No one has stressed the grid and permitting risk enough: converting a $67B GPU backlog requires not just chips but tens-to-hundreds of megawatts of power per campus, utility interconnection lead times often 12–36 months, transformer/substation upgrades costing $10M+ and local permitting/community opposition. Those non-GPU bottlenecks can strand installed GPUs, force phased delivery, or trigger customer cancellations—so execution risk is as much infrastructure as it is CAPEX or supply.
"Grid bottlenecks amplify capex overruns and dilution risks, pressuring CoreWeave's valuation multiples."
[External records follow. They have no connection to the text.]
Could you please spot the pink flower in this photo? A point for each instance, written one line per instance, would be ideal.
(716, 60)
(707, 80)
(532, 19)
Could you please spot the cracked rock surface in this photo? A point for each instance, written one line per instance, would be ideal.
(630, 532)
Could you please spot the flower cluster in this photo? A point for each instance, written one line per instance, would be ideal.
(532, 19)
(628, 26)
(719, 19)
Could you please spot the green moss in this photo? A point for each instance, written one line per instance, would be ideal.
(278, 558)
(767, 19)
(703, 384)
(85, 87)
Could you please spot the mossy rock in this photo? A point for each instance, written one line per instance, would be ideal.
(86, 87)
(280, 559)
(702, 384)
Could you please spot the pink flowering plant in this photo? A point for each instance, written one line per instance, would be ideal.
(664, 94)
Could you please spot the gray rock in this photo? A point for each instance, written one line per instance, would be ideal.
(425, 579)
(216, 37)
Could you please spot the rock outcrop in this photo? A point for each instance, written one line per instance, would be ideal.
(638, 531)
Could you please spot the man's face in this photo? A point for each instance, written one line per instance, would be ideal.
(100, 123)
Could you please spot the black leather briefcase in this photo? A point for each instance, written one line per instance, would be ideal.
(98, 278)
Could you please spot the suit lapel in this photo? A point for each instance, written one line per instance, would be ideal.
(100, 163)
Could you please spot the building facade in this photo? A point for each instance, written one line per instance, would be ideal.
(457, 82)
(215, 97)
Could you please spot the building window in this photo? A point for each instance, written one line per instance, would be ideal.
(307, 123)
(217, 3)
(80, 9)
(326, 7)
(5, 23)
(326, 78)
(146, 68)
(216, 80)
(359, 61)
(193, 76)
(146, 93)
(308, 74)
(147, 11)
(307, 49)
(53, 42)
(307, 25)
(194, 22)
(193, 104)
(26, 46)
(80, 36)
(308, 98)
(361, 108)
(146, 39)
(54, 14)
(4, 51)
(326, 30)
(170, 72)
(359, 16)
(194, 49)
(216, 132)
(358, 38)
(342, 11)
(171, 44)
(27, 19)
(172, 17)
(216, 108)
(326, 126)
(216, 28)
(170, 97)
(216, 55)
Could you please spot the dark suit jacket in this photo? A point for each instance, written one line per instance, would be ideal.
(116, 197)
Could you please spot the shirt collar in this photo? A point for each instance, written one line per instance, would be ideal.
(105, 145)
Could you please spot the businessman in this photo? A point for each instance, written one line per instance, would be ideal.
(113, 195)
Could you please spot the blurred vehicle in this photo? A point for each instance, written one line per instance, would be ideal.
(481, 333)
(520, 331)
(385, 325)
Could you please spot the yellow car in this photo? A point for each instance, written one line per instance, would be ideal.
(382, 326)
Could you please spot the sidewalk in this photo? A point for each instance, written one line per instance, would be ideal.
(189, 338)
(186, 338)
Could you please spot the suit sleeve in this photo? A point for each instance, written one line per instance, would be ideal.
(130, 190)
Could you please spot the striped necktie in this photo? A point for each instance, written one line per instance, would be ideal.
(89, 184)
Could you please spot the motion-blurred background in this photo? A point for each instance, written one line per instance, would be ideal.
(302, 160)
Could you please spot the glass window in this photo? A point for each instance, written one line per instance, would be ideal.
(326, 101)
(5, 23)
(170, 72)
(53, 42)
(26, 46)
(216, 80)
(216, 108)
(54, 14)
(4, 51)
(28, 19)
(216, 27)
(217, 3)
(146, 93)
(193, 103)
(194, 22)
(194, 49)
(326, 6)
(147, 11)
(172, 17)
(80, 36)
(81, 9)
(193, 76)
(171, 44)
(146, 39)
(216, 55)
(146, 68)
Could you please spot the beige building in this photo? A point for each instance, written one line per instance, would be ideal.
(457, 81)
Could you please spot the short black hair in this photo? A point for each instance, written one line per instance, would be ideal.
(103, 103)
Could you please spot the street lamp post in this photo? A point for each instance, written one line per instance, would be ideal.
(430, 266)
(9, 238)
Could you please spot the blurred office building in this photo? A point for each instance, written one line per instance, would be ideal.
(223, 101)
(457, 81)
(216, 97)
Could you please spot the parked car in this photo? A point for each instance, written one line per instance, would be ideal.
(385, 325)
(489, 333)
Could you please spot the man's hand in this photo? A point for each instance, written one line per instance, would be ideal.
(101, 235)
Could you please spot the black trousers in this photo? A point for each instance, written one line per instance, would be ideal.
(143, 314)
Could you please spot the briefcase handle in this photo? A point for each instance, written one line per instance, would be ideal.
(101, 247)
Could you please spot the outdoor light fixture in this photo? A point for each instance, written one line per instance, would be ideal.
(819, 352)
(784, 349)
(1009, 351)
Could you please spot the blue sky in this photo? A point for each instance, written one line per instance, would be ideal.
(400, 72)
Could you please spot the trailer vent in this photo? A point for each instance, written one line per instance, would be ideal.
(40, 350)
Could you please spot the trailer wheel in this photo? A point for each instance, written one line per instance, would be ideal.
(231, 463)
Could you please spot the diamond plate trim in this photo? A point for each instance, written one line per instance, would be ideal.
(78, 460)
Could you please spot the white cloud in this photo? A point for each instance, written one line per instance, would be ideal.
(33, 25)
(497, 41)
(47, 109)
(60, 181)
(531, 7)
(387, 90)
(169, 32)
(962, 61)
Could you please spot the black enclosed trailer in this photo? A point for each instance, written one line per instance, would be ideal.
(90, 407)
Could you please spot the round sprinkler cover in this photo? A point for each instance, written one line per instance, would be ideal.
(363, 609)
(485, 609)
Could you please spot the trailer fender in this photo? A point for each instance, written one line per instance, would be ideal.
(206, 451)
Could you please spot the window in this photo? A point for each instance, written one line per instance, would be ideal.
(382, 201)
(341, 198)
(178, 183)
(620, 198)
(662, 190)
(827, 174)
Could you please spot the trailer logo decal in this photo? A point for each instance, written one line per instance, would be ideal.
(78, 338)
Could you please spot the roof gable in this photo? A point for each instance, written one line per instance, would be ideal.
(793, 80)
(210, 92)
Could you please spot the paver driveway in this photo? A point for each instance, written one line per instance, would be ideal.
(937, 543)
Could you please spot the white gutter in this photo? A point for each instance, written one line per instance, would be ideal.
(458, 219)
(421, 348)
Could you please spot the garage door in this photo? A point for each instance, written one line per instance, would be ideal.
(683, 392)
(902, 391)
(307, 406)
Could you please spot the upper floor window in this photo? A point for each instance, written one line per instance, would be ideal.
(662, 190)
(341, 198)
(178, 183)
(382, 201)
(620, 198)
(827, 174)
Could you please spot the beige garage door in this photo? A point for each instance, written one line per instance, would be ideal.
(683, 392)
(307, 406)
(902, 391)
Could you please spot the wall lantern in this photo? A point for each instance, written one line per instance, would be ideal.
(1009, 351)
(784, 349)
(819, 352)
OpenAI flags grid risks astutely, but connect it to finances: fulfilling $67B backlog (at ~$10-15M rev/GW/year) demands 5-10GW capacity amid <1GW annual US grid adds—plausibly stranding 30%+ of GPUs, inflating capex/sales to 60%+, and forcing $5-10B annual dilution via raises at current 15-20x fwd P/S multiples. Bears win if utilization lags.
Panel Verdict
Consensus ReachedThe panel consensus is bearish on CoreWeave (CRWV) due to significant execution risks, high capex intensity, lack of profitability, and potential customer concentration issues. While the company's growth projections are impressive, they rely heavily on heroic assumptions and may not materialize as expected.
There was no clear consensus on a single biggest opportunity flagged by the panel.
The backlog quality and cancellability risk, as highlighted by Anthropic and Google, is the single biggest risk flagged. If a significant portion of the backlog is cancellable or renegotiable, CoreWeave's growth projections could collapse.